Overwhelmed by Testosterone

Since possibily no one reads this, I will give a random entry. I had abandoned xanga for a while and I have no intention of resuming the habit of writing by far.

But in this hour of night/more of, morning, when I hadnt slept for the whole night, it only seems fair that I should reward myself with a bit of writing. (ok, I must be going nuts from weariness - because if anything, I should be writing a lesson plan for my ling 420 class that's due thursday)

Nevertheless, my semester had been thoroughly interesting. To start off, the girls down the hall left (one girl graduated, another went for an intern - the girl left decided it was easier to move than to get 2 new roommates) - so what happened was that some guys moved in. That concludes to a reality that breaks Trinity norm - there are more guys than girls! To blantantly say what I want to say: we are the only girls in the whole hall. My roommate is often not here when I am, vice versa. So I get soaked with testostorone.

Now one thought this would be fun or cool or whatever u call it. I thought so too. A month ago. Believe it or not, I find myself suffocating rather than enjoying it. Dont get me wrong, I love the guys here, they are awesome and fun, but I find myself missing girls. I miss laughter down the hall, the sound of giggles even though I am not involved. It's not like I dont have girl friends. I visit them a lot and they visit me more often recently. But when night fades in, and all you hear are guys, or you feel the mere presence of masculinity - you feel wear down. You feel vulnerable.

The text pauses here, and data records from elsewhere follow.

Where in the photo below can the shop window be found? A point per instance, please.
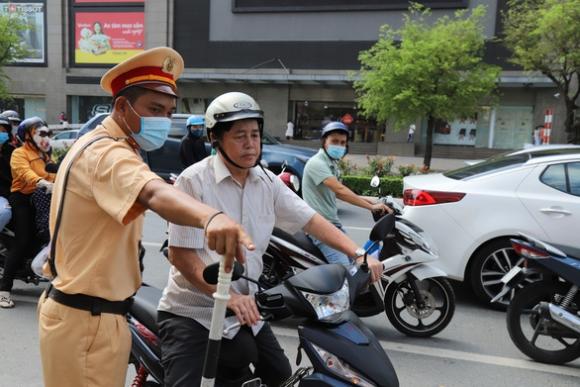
(312, 116)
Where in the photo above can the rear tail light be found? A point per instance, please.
(419, 197)
(529, 252)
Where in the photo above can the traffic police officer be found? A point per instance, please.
(84, 337)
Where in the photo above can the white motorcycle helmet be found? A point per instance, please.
(229, 107)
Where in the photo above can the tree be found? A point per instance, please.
(544, 35)
(12, 26)
(432, 71)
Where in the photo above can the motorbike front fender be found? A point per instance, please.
(424, 271)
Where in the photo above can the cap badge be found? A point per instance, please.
(168, 64)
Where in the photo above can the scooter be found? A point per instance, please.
(413, 292)
(341, 349)
(543, 317)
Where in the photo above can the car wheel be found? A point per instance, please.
(488, 266)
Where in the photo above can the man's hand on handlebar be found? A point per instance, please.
(381, 209)
(245, 308)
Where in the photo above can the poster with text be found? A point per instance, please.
(107, 1)
(108, 37)
(32, 38)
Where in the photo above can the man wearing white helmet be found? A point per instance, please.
(234, 182)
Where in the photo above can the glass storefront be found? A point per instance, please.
(311, 116)
(83, 108)
(513, 127)
(503, 127)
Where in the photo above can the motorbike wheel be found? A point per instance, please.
(405, 315)
(555, 345)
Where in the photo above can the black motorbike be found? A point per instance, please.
(543, 318)
(413, 292)
(341, 349)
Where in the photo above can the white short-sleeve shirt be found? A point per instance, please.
(263, 203)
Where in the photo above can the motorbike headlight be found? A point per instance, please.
(340, 368)
(328, 305)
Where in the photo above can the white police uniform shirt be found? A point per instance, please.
(264, 202)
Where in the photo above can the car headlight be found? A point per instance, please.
(328, 305)
(340, 368)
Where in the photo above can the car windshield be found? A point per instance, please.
(268, 139)
(504, 161)
(489, 165)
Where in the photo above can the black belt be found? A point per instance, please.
(95, 305)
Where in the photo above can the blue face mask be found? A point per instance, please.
(153, 132)
(336, 151)
(196, 133)
(3, 137)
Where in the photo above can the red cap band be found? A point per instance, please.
(147, 74)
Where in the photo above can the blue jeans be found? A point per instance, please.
(5, 212)
(332, 255)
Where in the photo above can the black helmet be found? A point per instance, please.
(334, 126)
(27, 125)
(12, 116)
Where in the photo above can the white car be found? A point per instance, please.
(64, 139)
(472, 212)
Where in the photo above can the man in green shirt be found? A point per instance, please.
(321, 187)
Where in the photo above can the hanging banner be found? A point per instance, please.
(107, 1)
(33, 38)
(108, 37)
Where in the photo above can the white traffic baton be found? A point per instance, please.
(221, 297)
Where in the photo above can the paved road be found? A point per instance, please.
(474, 350)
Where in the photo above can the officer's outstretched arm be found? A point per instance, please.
(223, 235)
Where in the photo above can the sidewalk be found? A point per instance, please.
(436, 163)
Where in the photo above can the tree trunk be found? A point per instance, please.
(571, 135)
(429, 143)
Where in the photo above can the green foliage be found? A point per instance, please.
(12, 25)
(380, 166)
(544, 35)
(361, 185)
(427, 69)
(406, 170)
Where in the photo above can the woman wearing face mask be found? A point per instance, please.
(192, 147)
(321, 187)
(28, 174)
(6, 149)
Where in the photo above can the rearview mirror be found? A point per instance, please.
(382, 228)
(210, 273)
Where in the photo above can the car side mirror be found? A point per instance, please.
(210, 273)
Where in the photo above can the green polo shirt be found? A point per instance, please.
(318, 196)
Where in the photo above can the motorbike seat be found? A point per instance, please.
(144, 307)
(301, 240)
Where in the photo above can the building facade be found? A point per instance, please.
(298, 58)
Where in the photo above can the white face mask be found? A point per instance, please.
(43, 143)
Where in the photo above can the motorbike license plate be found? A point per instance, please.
(511, 274)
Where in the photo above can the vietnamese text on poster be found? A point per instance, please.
(108, 37)
(32, 38)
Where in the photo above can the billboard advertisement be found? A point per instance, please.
(107, 1)
(33, 38)
(108, 37)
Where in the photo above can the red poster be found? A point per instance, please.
(108, 37)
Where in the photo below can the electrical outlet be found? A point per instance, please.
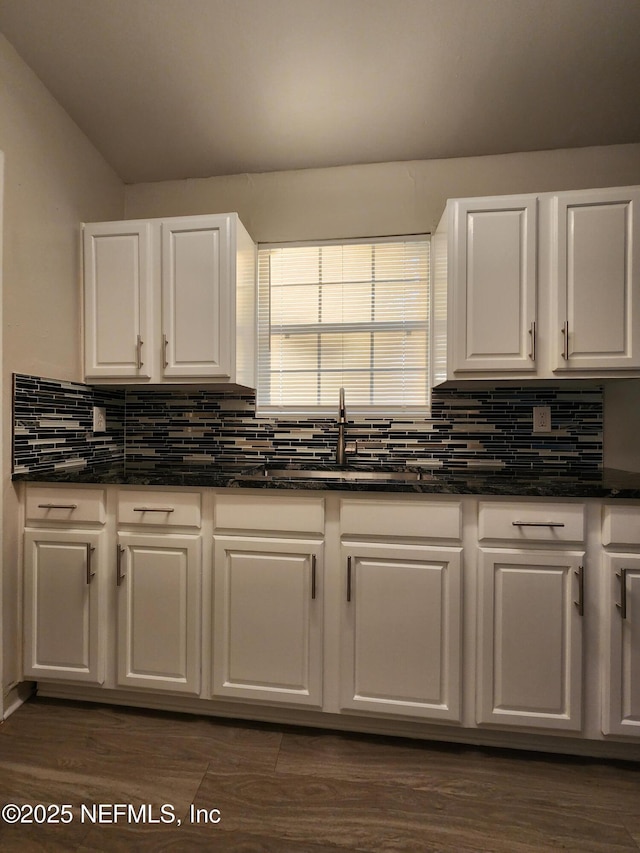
(541, 419)
(99, 419)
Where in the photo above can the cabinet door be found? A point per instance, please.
(117, 325)
(621, 709)
(530, 638)
(402, 630)
(159, 582)
(494, 284)
(267, 642)
(63, 615)
(597, 271)
(197, 285)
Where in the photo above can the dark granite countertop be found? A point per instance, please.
(606, 484)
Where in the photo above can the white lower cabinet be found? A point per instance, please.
(402, 630)
(621, 684)
(158, 603)
(403, 613)
(267, 620)
(530, 638)
(621, 705)
(64, 626)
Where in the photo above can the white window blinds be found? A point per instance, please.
(352, 315)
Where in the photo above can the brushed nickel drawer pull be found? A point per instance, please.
(90, 574)
(120, 575)
(580, 602)
(565, 346)
(622, 607)
(532, 333)
(57, 506)
(313, 576)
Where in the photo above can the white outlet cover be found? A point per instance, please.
(99, 419)
(541, 419)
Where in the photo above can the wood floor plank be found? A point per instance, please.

It's like, I want to hang out with ppl in the hall, but everywhere I turn to, it's JUst guys. I want to snuggle up the pillow with someone and giggle with them - that is NOT possible with my neighbours.

When i hang out with them too much, I feel like a bar girl hanging out with guys all the time. Donno where that thought comes in, but when u are the only girl in the hall and you feel like u are living in a dorm of guys... you do feel that way sometimes.

I am glad that they are (on the most part) Christian brothers and thus they are safe to hang out with. But this semester's living condition proves to me that - as much as I love guys, I need girls to survive.

I am a girl. And I need more estrogen around me.


Saturday, November 18, 2006

New Love

I found a new love... Facebook. Add me there and seek my updates there... looks like xanga is dropping even further down my priority list.


Sunday, November 12, 2006

God is good - more than good.

I missed friends - and God is bringing me friends from all directions - thankyou Father.

I needed concentration - and God is showing me I needed rest first - and granted me lots of it - thankyou Jesus.

I needed restoration - with rest comes restoration - thankyou Holy Spirit.

God is more than good - this is all I can say.

For all those who prayed - Thankyou.

 


Tuesday, November 07, 2006

plugging out the arrow

I miss friends. A hermit's life is hard to bear.

I need concentration. A distracted mind is unproductive.

I want restoration. A filled life in Him is what's worth living.


Saturday, October 28, 2006

xanga crisis - inability to report thoughts

Perhaps it's because there are too many thoughts in my head that I find it impossible to leave in the open ... that I find xanga almost an impossibilty to continue in.